CONCEPT Cited by 1 source

kill / copy / boot migration tradeoff

The kill / copy / boot migration tradeoff is the classical dilemma that stateful-workload migration faces when relocating a workload anchored to a specific host's local storage. In a naive two-step copy + boot model, there is no ordering of copy, boot, and kill of the original instance that both preserves data and bounds interruption time — hence the need for a third primitive: async clone.

Definition

Given a stateful workload (e.g. a VM with a large attached volume) that needs to be relocated from host A to host B, the operator must sequence three operations:

  • copy — transfer the volume data from A to B.
  • boot — start a new workload instance on B that mounts the transferred volume.
  • kill — stop the old workload instance on A.

Every ordering of these operations has a failure mode:

Order Failure mode
copybootkill Data loss. The original workload on A keeps writing during the copy; any write that lands on A after copy completes is lost when A is killed.
killcopyboot Unbounded downtime. Interruption is (kill latency + data transfer time + boot time). At multi-GB volumes and many concurrent migrations, this is minutes.
bootcopykill / copykillboot / etc. Both. Double-write or split-brain on shared state.

The canonical worked phrasing (Fly.io, 2024-07-30)

From Making Machines Move:

Copy, boot, kill loses data. Kill, copy, boot takes too long.

Fly's workaround: replace copy with a new async clone primitive so the order becomes killcloneboot, where clone returns immediately and data transfer happens in the background on the read path.
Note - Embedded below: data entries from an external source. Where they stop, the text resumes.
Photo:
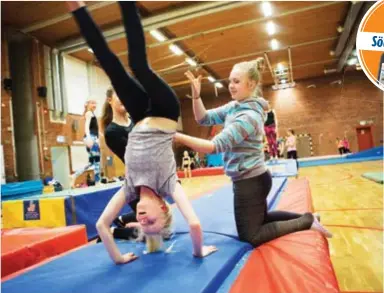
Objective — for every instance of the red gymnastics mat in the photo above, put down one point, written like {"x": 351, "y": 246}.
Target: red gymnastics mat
{"x": 24, "y": 247}
{"x": 203, "y": 172}
{"x": 298, "y": 262}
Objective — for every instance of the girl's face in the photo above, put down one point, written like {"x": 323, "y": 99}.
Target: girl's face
{"x": 92, "y": 105}
{"x": 117, "y": 106}
{"x": 150, "y": 213}
{"x": 240, "y": 86}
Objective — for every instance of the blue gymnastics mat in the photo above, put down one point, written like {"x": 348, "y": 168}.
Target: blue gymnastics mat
{"x": 91, "y": 270}
{"x": 216, "y": 211}
{"x": 282, "y": 168}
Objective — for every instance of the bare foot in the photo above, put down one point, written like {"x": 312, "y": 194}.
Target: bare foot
{"x": 72, "y": 180}
{"x": 316, "y": 226}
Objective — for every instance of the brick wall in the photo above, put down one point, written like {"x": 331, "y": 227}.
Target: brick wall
{"x": 325, "y": 112}
{"x": 51, "y": 129}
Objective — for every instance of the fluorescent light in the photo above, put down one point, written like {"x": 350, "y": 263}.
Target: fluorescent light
{"x": 218, "y": 85}
{"x": 191, "y": 61}
{"x": 158, "y": 35}
{"x": 267, "y": 9}
{"x": 280, "y": 66}
{"x": 175, "y": 49}
{"x": 271, "y": 28}
{"x": 211, "y": 79}
{"x": 274, "y": 44}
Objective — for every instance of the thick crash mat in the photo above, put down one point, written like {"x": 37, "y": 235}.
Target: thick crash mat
{"x": 298, "y": 262}
{"x": 90, "y": 269}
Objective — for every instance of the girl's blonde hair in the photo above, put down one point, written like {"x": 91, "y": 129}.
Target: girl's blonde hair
{"x": 86, "y": 105}
{"x": 254, "y": 70}
{"x": 155, "y": 242}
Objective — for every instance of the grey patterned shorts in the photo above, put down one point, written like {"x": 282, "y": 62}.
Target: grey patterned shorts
{"x": 150, "y": 162}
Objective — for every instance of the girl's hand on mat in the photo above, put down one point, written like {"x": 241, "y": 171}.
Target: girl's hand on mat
{"x": 195, "y": 84}
{"x": 132, "y": 225}
{"x": 126, "y": 258}
{"x": 207, "y": 250}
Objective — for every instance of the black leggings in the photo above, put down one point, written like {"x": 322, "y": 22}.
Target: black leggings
{"x": 149, "y": 95}
{"x": 254, "y": 224}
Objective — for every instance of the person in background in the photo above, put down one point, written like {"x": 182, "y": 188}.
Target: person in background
{"x": 91, "y": 140}
{"x": 340, "y": 145}
{"x": 346, "y": 145}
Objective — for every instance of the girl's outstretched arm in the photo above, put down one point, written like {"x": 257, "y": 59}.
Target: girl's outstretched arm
{"x": 193, "y": 221}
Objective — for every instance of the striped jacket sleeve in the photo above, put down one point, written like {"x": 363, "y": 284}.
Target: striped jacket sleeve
{"x": 235, "y": 133}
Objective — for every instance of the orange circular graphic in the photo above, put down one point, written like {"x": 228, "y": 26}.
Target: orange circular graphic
{"x": 370, "y": 44}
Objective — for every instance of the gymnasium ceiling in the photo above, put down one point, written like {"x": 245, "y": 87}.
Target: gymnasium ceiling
{"x": 310, "y": 37}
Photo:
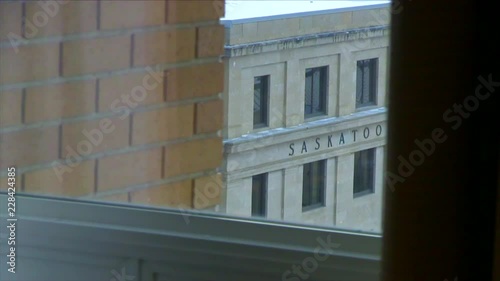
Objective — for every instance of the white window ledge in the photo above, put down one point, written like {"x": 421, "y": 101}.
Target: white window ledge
{"x": 67, "y": 240}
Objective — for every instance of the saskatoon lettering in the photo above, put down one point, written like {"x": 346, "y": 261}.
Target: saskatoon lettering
{"x": 329, "y": 140}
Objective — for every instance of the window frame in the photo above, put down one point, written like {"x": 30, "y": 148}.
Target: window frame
{"x": 322, "y": 189}
{"x": 373, "y": 65}
{"x": 263, "y": 115}
{"x": 323, "y": 95}
{"x": 263, "y": 178}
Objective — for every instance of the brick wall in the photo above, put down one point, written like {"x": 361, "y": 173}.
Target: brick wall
{"x": 113, "y": 100}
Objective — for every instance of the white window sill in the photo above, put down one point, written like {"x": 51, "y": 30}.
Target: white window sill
{"x": 173, "y": 244}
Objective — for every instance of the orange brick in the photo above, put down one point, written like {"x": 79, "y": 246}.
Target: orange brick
{"x": 162, "y": 125}
{"x": 164, "y": 46}
{"x": 60, "y": 101}
{"x": 48, "y": 18}
{"x": 181, "y": 82}
{"x": 62, "y": 180}
{"x": 127, "y": 14}
{"x": 210, "y": 40}
{"x": 192, "y": 11}
{"x": 130, "y": 88}
{"x": 28, "y": 63}
{"x": 194, "y": 156}
{"x": 177, "y": 194}
{"x": 29, "y": 147}
{"x": 129, "y": 169}
{"x": 89, "y": 137}
{"x": 120, "y": 197}
{"x": 10, "y": 108}
{"x": 96, "y": 55}
{"x": 207, "y": 191}
{"x": 209, "y": 116}
{"x": 10, "y": 19}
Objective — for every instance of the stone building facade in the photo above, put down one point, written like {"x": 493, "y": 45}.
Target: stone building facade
{"x": 305, "y": 127}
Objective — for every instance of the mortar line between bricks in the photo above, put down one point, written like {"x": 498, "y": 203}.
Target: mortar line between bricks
{"x": 142, "y": 186}
{"x": 102, "y": 34}
{"x": 101, "y": 115}
{"x": 103, "y": 154}
{"x": 106, "y": 74}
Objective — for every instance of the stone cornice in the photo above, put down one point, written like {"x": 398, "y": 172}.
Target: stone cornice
{"x": 305, "y": 41}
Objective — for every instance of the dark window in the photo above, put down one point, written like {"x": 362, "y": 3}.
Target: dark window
{"x": 366, "y": 82}
{"x": 313, "y": 188}
{"x": 260, "y": 100}
{"x": 316, "y": 91}
{"x": 259, "y": 190}
{"x": 364, "y": 172}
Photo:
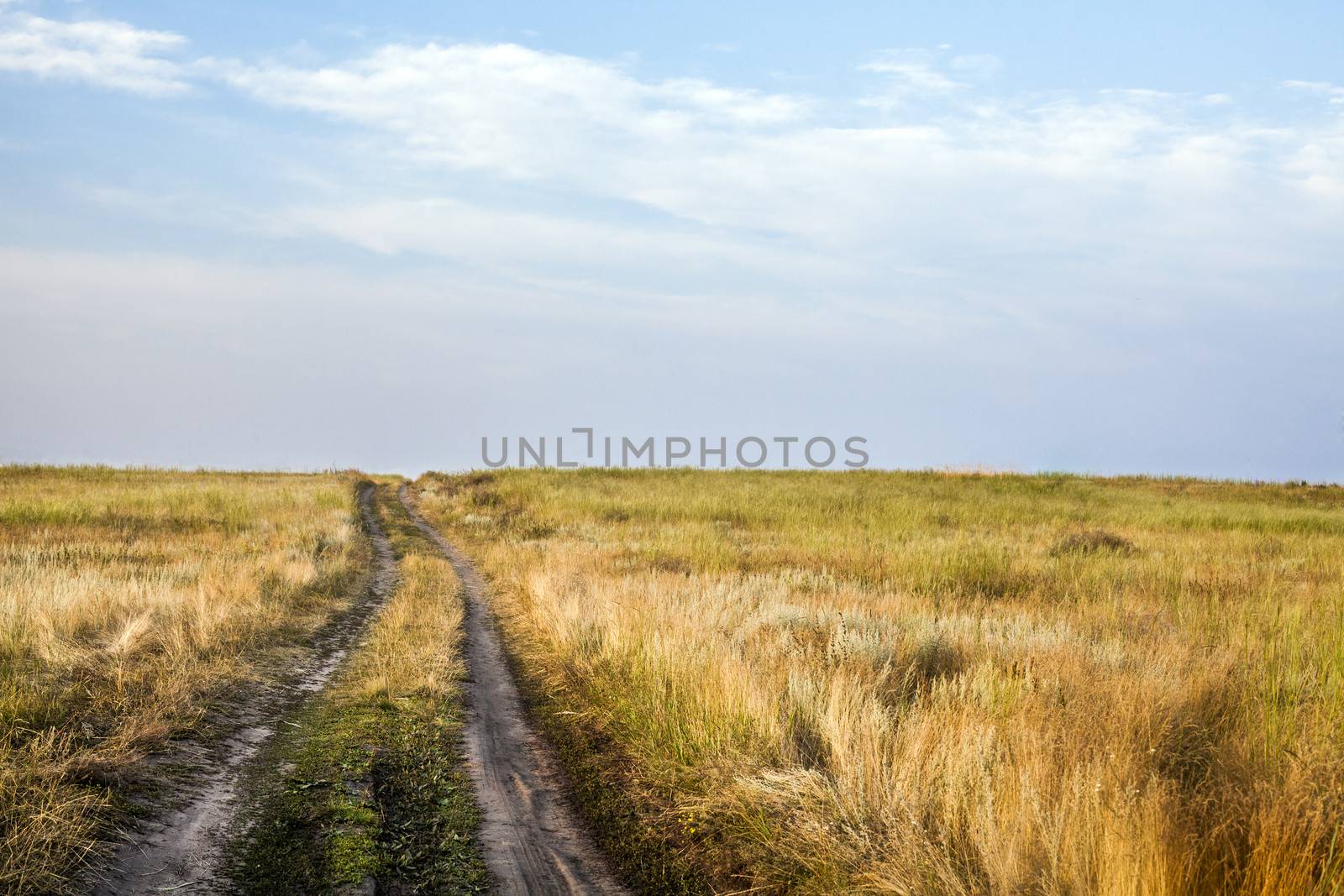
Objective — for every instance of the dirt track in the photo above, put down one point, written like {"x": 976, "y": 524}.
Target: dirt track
{"x": 533, "y": 840}
{"x": 181, "y": 851}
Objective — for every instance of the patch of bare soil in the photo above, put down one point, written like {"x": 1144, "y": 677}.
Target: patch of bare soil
{"x": 181, "y": 848}
{"x": 531, "y": 836}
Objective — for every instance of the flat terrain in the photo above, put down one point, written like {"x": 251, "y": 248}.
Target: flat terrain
{"x": 669, "y": 681}
{"x": 918, "y": 683}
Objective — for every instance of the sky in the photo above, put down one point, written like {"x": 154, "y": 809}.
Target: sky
{"x": 1100, "y": 238}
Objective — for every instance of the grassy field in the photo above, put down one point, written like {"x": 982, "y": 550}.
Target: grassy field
{"x": 920, "y": 683}
{"x": 128, "y": 602}
{"x": 375, "y": 788}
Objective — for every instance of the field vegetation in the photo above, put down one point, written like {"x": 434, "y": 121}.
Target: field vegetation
{"x": 925, "y": 683}
{"x": 375, "y": 788}
{"x": 129, "y": 602}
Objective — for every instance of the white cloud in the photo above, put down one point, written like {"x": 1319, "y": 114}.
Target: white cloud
{"x": 911, "y": 74}
{"x": 109, "y": 54}
{"x": 503, "y": 107}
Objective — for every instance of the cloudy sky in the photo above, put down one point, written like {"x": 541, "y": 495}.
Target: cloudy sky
{"x": 306, "y": 235}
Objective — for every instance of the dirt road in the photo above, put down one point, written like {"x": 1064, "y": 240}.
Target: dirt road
{"x": 181, "y": 851}
{"x": 531, "y": 837}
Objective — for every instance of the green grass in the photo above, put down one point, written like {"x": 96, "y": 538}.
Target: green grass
{"x": 932, "y": 683}
{"x": 376, "y": 789}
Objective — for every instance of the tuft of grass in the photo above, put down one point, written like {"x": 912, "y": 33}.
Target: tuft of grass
{"x": 375, "y": 789}
{"x": 129, "y": 600}
{"x": 1092, "y": 542}
{"x": 898, "y": 683}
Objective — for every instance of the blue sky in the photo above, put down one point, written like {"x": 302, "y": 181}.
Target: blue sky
{"x": 342, "y": 234}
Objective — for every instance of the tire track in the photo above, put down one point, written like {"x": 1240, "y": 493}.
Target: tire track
{"x": 531, "y": 837}
{"x": 181, "y": 849}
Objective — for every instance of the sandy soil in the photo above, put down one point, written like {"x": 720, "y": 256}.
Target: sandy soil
{"x": 179, "y": 851}
{"x": 531, "y": 837}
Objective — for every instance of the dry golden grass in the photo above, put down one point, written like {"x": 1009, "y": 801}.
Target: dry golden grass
{"x": 941, "y": 684}
{"x": 128, "y": 598}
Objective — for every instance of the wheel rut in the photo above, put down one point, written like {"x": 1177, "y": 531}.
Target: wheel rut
{"x": 533, "y": 840}
{"x": 181, "y": 849}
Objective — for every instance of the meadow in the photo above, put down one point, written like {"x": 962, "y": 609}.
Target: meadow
{"x": 129, "y": 602}
{"x": 927, "y": 683}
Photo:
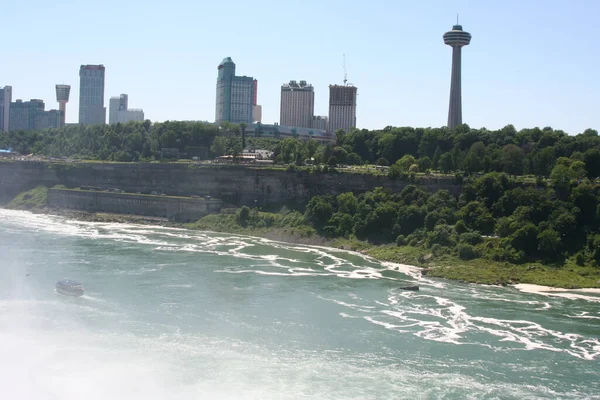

Interruption becomes "asymptotically as fast as stateless migration."

Workaround space

  • HA on the customer side — if the workload runs redundantly, interruption of a single instance is invisible. "Do this!" But Fly must live in the same world as customers, "many of whom don't run in high-availability configurations."
  • Backup + restore — insufficient: "a 'restore from backup migration' will lose data, and a 'backup and restore' migration incurs untenable downtime." Backup intervals leave a data-loss window; restore interruption is worse than killcopyboot.
  • Pre-copy + delta sync + cutover (the VMware-live-migration shape) — possible for VM memory; for large on-disk volumes, the delta keeps growing if the workload writes continuously.
  • Async clone — the Fly.io answer in the 2024 post. Decouple destination availability from data transfer.

Seen in

Last updated · 200 distilled / 1,178 read